São movimentos que só agora estão sendo destilados; e Gil os põe em foco, passando ainda por Cunningham e pelo pós-modernismo: “Em Cunningham a consciência do corpo governa a consciência”. Mas que isso não seja mal entendido: “o sentido da dança é o próprio ato de dançar. [...] O gesto tende a encarnar o sentido. É o movimento do sentido que agora vemos no corpo do bailarino. Porque a dança cria um plano de imanência, o sentido desposa imediatamente o movimento”.

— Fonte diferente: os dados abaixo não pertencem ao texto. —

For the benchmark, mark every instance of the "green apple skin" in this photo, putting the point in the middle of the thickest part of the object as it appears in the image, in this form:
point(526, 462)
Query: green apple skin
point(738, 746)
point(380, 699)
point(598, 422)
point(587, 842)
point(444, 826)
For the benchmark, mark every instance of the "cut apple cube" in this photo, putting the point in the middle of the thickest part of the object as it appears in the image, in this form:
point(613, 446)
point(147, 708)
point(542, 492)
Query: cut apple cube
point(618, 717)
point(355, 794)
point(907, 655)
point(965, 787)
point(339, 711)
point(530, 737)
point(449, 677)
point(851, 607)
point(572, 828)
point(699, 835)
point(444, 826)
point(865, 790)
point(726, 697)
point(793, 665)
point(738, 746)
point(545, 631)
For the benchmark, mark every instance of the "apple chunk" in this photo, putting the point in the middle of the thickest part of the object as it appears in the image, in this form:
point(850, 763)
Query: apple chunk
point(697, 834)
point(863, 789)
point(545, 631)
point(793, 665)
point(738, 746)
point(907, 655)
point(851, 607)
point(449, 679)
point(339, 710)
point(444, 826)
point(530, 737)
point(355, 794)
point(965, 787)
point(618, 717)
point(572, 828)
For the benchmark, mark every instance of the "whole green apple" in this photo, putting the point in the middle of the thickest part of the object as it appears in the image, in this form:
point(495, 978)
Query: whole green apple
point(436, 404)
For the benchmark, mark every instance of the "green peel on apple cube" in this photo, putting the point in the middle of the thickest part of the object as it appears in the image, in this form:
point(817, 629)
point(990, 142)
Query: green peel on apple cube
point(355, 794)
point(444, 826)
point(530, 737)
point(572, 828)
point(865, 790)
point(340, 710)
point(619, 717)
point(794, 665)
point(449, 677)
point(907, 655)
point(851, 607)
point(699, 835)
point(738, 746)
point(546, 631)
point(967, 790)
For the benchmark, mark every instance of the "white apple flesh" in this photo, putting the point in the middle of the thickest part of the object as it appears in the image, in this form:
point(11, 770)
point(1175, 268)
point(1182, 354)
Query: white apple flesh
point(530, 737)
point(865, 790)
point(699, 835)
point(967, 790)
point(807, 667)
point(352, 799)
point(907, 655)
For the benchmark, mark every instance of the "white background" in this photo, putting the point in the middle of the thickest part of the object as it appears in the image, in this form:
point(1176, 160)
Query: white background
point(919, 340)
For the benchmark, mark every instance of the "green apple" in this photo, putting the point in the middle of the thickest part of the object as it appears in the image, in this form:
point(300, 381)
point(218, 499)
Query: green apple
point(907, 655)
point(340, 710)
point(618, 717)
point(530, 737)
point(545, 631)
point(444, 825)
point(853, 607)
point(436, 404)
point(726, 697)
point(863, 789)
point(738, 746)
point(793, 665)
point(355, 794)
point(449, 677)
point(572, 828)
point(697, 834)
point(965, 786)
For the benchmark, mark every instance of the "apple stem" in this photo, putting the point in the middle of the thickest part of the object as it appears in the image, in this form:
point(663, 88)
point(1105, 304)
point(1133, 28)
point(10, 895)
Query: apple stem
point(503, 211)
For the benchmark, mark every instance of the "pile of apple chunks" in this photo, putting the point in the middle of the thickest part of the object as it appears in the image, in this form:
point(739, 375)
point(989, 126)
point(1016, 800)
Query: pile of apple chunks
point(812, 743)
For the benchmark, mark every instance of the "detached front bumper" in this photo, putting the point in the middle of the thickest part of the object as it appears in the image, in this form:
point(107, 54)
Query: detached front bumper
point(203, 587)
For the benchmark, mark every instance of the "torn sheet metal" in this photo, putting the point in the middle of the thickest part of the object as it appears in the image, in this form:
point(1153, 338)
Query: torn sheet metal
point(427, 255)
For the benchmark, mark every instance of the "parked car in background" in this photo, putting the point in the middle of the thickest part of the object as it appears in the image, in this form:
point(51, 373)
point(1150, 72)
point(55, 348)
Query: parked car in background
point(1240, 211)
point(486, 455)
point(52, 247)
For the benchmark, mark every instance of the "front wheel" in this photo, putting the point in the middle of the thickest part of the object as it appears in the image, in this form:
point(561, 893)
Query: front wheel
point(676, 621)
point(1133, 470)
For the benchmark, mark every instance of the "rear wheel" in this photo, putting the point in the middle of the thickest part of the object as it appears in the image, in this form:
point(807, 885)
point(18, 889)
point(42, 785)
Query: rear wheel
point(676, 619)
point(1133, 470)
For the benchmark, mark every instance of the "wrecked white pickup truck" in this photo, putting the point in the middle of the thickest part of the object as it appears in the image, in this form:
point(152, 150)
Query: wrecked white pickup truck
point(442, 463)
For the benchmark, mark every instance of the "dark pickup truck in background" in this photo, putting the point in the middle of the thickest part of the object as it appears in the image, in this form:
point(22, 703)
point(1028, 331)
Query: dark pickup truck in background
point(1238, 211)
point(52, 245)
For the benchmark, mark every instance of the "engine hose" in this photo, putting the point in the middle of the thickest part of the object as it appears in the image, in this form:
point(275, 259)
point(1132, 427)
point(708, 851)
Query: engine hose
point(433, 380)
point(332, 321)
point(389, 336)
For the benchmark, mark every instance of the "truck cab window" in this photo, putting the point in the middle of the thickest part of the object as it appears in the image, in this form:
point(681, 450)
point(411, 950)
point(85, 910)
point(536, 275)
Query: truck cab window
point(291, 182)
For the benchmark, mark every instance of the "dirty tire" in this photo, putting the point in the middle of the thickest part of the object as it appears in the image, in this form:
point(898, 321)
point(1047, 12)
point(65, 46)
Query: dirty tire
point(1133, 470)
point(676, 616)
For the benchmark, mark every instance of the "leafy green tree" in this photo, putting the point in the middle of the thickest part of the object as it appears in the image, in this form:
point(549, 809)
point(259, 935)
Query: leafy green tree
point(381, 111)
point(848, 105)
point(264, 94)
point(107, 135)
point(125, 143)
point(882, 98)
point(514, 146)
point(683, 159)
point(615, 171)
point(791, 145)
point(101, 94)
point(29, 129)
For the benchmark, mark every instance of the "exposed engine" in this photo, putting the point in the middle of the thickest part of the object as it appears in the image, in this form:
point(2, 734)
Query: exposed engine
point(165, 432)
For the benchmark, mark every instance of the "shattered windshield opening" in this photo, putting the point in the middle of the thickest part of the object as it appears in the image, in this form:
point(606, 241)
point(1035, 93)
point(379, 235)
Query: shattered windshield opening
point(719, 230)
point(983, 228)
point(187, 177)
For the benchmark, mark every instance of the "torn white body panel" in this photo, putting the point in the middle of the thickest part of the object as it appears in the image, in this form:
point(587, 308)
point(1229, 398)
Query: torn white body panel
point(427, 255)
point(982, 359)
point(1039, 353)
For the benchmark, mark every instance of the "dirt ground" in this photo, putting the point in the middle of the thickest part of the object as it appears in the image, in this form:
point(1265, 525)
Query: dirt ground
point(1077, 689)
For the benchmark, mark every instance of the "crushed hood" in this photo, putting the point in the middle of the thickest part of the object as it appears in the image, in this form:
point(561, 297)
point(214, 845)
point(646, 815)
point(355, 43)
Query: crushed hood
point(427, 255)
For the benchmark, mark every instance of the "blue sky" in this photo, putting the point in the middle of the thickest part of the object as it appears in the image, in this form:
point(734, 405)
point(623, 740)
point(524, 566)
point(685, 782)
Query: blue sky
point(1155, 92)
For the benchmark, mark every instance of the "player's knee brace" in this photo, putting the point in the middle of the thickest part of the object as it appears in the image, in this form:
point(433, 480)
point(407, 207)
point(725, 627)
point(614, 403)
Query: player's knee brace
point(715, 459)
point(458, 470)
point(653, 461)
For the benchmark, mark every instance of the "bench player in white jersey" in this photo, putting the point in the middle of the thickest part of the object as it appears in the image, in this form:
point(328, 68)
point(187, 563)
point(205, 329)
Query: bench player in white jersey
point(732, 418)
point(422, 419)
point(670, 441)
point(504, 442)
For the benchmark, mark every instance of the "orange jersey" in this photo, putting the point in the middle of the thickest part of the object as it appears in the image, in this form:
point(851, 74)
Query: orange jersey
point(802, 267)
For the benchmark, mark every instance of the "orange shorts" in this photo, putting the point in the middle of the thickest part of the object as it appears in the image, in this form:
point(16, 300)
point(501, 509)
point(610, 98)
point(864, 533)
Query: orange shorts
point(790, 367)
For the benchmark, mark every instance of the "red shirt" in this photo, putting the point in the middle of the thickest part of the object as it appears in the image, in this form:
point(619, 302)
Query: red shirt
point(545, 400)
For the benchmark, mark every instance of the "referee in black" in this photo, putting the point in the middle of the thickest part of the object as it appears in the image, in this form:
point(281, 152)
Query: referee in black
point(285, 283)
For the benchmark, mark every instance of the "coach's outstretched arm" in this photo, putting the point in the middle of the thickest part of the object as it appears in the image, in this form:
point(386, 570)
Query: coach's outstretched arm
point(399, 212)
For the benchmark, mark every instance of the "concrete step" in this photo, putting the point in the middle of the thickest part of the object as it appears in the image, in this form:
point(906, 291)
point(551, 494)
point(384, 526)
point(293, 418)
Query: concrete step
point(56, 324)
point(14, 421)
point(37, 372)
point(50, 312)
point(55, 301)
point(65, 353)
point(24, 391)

A consciência do corpo porta a comunicação inconsciente do movimento. Neste sentido, com linguagem caracteristicamente rigorosa e sugestiva, Gil aborda a relação do corpo proposta por Steve Paxton (na técnica de contato improvisação) como uma comunicação de inconscientes: “é o corpo que estabelece a mediação entre o pensamento e o mundo”.
Para Gil, enquanto Cunningham procura libertar a dança de certos espartilhos, Yvone Reiner e Steve Paxton queriam libertar os corpos, quebrando todas as normas. E é um tal questionamento que nos dá instrumentos para ver a dança hoje.
Já o descrédito da representação e a insistência na presença do bailarino são legados de Bausch. Para ela, uma palavra vem rodeada de emoções não definidas, de tecidos esfiapados de afetos, de esboços de movimentos corporais, de vibrações mudas. Forma-se uma atmosfera não verbal, que rodeia toda a linguagem.
Em todos esses casos, é a dança que “articula o sentido e o não sentido”, que nos faz compreender o “real” e o “irreal”. A dança é o “ato puro das metamorfoses”, ou o “devir puro da vida”. Cabe a Gil, então, tecer essa trama da pós-modernidade na dança, em suas complexas e inspiradoras relações de sentido. E a dança, então, ressurge como potência fundamental, no reino da acidental contingência: “Dançar é criar imanência graças ao movimento. Dançar é fluir na imanência”.